Der weitere Weg bleibt anspruchsvoll. Die Umsätze müssen angesichts der bestehenden Kostenbasis um einen Drittel gesteigert werden, wenn das Unternehmen 2026 operativ profitabel werden will. Dies gegen den Trend, der ESG-Themen derzeit weniger gewogen ist als auch schon.

Zur Kundenanzahl will Inyova keine detaillierte Auskunft geben. Diese sei «fünfstellig». Beim Crowd Investing im Frühling 2022 hatte das Start-up Zahlen von 8’000 Kunden mit einem investierten Vermögen von rund 200 Millionen Dollar genannt. 

Partnerschaft mit Migros Bank

Der in der Jahresrechnung 2023 ausgewiesene Dienstleistungserlös von 2,29 Millionen Franken deutet darauf hin, dass sich das Volumen weiterhin in diesem Rahmen bewegt – Inyova nimmt von seinen Kunden nämlich zwischen 0,9 und 1,2 Prozent Gebühren auf das investierte Vermögen pro Jahr.

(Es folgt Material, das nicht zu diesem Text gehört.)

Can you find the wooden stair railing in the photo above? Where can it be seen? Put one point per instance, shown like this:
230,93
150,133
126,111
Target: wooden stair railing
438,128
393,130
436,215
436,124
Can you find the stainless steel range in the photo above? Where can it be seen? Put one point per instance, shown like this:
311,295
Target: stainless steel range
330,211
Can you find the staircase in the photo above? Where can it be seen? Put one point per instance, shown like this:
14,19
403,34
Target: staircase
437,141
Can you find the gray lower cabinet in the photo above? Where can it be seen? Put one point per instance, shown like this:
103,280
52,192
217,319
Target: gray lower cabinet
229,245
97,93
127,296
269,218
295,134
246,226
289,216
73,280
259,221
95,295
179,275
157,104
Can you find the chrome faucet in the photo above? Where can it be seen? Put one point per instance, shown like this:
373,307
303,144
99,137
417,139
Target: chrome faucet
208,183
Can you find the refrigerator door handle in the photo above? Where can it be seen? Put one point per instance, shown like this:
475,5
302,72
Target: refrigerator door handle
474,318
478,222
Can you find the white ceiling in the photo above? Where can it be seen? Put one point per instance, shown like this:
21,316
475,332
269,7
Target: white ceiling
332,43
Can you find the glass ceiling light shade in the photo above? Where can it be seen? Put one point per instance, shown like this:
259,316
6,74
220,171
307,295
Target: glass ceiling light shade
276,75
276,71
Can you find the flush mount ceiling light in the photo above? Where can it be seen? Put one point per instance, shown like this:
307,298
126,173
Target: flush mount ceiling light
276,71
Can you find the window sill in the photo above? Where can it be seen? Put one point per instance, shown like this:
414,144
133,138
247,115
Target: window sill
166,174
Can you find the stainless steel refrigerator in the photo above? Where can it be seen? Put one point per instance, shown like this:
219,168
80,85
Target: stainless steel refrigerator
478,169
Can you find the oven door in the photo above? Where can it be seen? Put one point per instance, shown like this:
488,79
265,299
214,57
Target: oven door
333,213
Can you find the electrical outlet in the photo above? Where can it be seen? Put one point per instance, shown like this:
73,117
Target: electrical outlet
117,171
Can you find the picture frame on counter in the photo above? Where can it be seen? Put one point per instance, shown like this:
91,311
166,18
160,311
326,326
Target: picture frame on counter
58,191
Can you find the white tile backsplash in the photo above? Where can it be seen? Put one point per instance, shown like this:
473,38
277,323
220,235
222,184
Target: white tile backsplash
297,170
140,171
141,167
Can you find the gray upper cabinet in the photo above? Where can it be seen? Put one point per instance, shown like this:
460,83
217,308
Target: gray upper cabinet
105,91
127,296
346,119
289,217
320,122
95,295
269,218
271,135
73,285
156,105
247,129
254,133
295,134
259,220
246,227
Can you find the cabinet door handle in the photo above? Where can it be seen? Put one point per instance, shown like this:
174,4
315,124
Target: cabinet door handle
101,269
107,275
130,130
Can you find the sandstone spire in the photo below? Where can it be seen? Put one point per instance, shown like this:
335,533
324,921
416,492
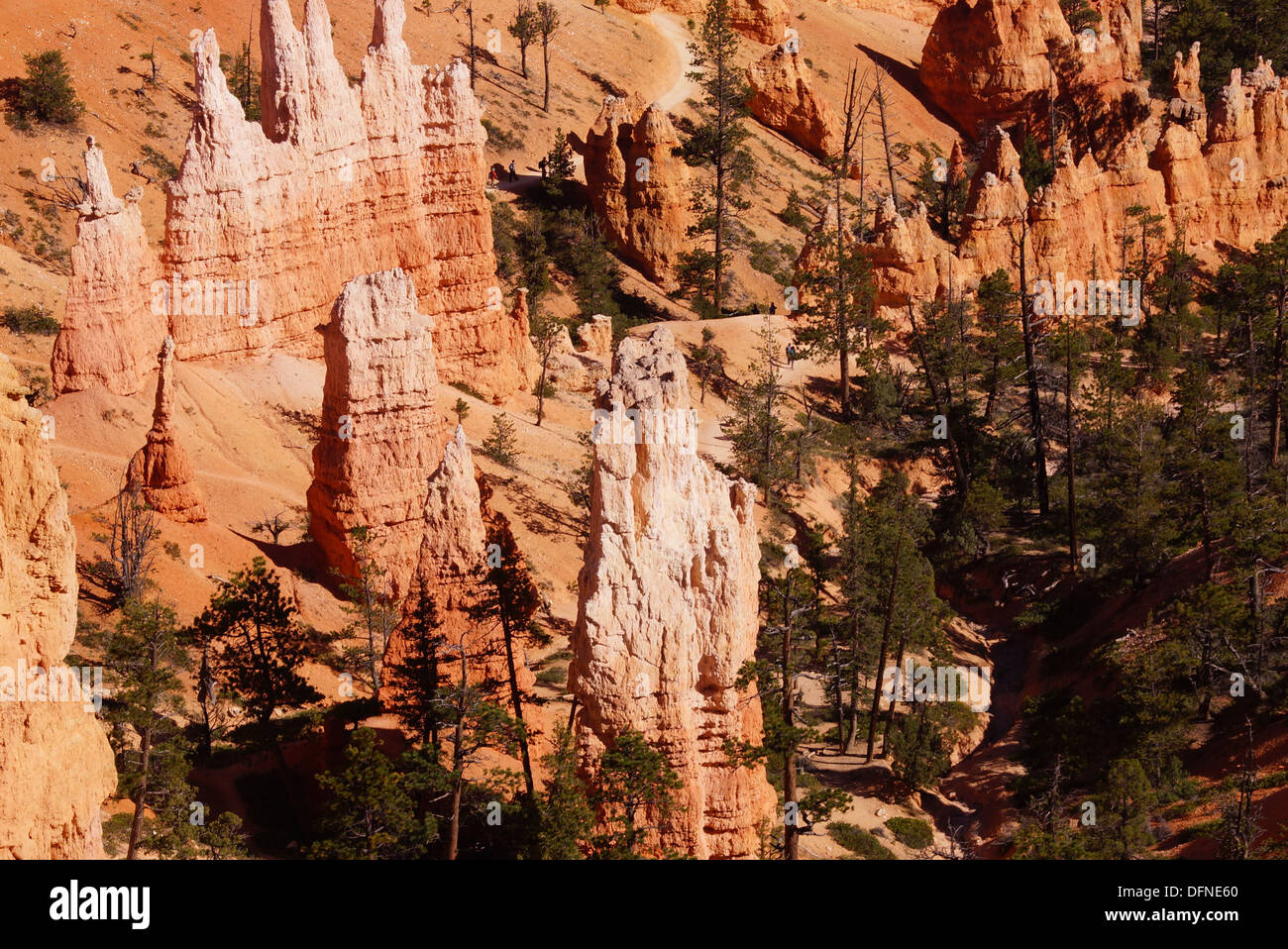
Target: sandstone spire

Wie das Unternehmen schreibt, konnte im aktuellen Jahr der operative Cashflow «signifikant gesteigert werden». Man sei «‹on track› bezüglich unserer Planung 2026 positive operative Cashflows zu generieren». Dabei helfe auch die Partnerschaft mit der Migros Bank (finews.ch berichtete), die Anfang 2024 gestartet sei und «sehr gut läuft». Details hierzu sind allerdings nicht in Erfahrung zu bringen.

Finma: Kein Kommentar

Finews.ch hat die Finma mit der Frage kontaktiert, ob das Bewilligungsverfahren von Inyova abgeschlossen sei. Dazu wollte sich die Finanzmarktaufsicht, wie bei Einzelfällen üblich, nicht äussern. Sie betont, dass ein rechtskräftiger positiver Entscheid am Aufleuchten eines Instituts auf der entsprechenden Liste erkennbar sei.

Ebenfalls wollte finews.ch von der Finma wissen, ob sie Crowd Investing für ein geeignetes Instrument zur Kapitalbeschaffung im regulierten Finanzsektor halte. Zu dieser Frage äussert sich die Behörde ebenfalls nur allgemein und ohne Bezug auf den Einzelfall, indem sie darauf hinweist, dass auch Crowd Investoren, sofern sie einen qualifizierten Anteil (über 10 Prozent des Kapitals oder der Stimmrechte) erwerben, «Gewähr für eine ordnungsgemässe Geschäftsführung bieten müssen».